Domingo IX del tiempo ordinario (A)

Hermanos míos en el Señor:

Cada uno de nosotros puede orientar su vida hacia una de las dos opciones contrapuestas que, usando un lenguaje enérgico y, en cierta manera, duro, podríamos llamar la opción del SÍ o el NO a Dios. Extremando el discurso, podríamos hallar una tercera dirección, que sería la indiferencia, la actitud del que pensara: «A mí me da igual; esta cuestión no me interesa». En definitiva, esta tercera posición equivale a decir NO a Dios. Así que de éste compromiso nadie puede desentenderse. Es la encrucijada entre dos caminos y no nos queda más remedio que elegir entre ellos.

En tiempos de Moisés, la creencia en la divinidad era prácticamente universal, pero aquellos pueblos sufrían la tentación constante de abandonar al Dios verdadero para darse a la idolatría, por el contacto con los pueblos vecinos. En nuestro tiempo la tentación subsiste. Más sofisticada y -podríamos decir- menos religiosa. Ahora nuestros ídolos son las personas y las cosas. Se adora públicamente el afán de poder y de dominio o la codicia desenfrenada de los bienes temporales. El hombre de nuestro tiempo no elige entre dioses diferentes, sino entre Dios y el dinero, porque éste es el símbolo de todo poder y dominio.

Se entiende fácilmente que esta elección compromete la vida entera: la presente y la futura; porque equivale a decidir cómo se quiere vivir y morir, puesto que las consecuencias pueden ser definitivas, si no se produce el retorno.
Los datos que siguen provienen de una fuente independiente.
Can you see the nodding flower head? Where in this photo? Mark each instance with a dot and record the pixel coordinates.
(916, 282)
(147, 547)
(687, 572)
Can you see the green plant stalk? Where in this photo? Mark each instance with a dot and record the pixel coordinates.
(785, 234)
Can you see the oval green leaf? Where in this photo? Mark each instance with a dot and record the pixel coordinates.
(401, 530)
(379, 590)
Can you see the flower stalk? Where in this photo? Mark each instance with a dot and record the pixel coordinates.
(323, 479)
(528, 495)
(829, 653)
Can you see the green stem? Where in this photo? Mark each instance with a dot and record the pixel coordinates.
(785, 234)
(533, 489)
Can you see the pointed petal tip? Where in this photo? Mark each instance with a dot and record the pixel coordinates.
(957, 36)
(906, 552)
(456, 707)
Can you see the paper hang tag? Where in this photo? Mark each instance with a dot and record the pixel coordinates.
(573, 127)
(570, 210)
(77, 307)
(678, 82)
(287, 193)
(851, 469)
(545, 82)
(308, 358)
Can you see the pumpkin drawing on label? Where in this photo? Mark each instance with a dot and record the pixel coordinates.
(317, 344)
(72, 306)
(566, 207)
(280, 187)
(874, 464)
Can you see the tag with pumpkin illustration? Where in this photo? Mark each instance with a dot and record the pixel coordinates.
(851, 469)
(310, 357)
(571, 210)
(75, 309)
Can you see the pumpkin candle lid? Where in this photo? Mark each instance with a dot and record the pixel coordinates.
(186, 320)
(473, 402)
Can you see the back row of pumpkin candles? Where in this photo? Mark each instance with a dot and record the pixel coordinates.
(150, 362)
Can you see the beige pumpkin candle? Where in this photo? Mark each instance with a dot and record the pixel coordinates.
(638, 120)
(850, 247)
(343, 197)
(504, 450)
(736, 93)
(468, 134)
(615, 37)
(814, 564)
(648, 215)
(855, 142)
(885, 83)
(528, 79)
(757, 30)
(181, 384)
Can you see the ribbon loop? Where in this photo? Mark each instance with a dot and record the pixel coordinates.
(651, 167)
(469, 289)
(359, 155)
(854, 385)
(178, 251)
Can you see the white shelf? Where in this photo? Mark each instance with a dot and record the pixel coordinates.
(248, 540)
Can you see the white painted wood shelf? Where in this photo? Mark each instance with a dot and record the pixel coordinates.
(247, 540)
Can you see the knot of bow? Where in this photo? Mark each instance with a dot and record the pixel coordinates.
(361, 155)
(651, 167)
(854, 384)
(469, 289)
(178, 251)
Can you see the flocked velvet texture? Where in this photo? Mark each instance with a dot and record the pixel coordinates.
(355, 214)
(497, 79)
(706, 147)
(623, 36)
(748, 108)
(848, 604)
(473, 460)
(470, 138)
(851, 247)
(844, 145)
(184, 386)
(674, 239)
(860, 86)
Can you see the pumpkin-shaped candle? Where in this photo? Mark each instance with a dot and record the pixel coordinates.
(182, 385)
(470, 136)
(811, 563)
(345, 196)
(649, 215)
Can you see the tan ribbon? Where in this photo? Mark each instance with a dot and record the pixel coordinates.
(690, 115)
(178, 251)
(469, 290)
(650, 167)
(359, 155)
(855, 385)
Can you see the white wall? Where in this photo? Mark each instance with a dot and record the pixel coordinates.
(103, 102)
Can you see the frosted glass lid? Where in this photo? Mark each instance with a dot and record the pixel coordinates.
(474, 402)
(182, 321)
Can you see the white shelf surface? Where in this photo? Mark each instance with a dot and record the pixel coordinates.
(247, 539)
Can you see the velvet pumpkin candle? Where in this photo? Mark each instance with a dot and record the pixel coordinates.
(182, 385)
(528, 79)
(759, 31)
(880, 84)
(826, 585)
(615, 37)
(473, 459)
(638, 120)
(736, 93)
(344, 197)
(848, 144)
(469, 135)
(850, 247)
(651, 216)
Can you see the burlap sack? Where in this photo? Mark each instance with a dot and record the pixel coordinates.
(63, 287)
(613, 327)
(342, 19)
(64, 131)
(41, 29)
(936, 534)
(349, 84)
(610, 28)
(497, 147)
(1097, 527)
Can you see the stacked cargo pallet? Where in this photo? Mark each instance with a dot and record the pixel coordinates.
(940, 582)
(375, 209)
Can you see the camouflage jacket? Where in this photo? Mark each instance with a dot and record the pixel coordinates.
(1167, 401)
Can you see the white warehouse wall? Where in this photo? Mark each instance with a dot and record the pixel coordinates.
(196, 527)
Razón por la cual, Moisés dijo a su pueblo: Hoy os pongo delante bendición y maldición; la bendición, si escucháis los preceptos del Señor, vuestro Dios, que yo os mando hoy; la maldición, si no escucháis los preceptos del Señor, vuestro Dios, y os desviáis del camino que hoy os marco, yendo detrás de dioses extranjeros que no habéis conocido.

Abundando en el mismo pensamiento, Jesús dice que entrarán en el reino de los cielos los que cumplan la voluntad de su Padre. A los que no la cumplan, les dirá: Nunca os he conocido. Alejaos de mí, malvados. Y nos preguntamos: ¿Cómo puede hacer la voluntad del Padre aquél que lo niega de forma contumaz o prescinde radicalmente de él?

En el mismo pasaje evangélico, Jesús habla del hombre prudente que ha construido su casa sobre la roca. La casa es el edificio de la propia vida, es la tarea primordial de toda persona en este mundo. La roca es la realidad única y verdadera: es Dios, origen y fin del hombre y de todo cuanto existe. Cuando nuestra vida, con todas las esperanzas presentes y futuras se fundamenta en Dios, a pesar de todas las pruebas y tentaciones, permanecerá firme, porque podremos decir, llenos de esperanza: Sé la roca de mi refugio, un baluarte donde me salve.

Acabemos nuestra reflexión con un SÍ firme y decidido a Dios, y miremos los bienes de este mundo como medios de subsistencia, como dones para el camino, que merecen gratitud, y como instrumentos de servicio y adoración al Señor del universo.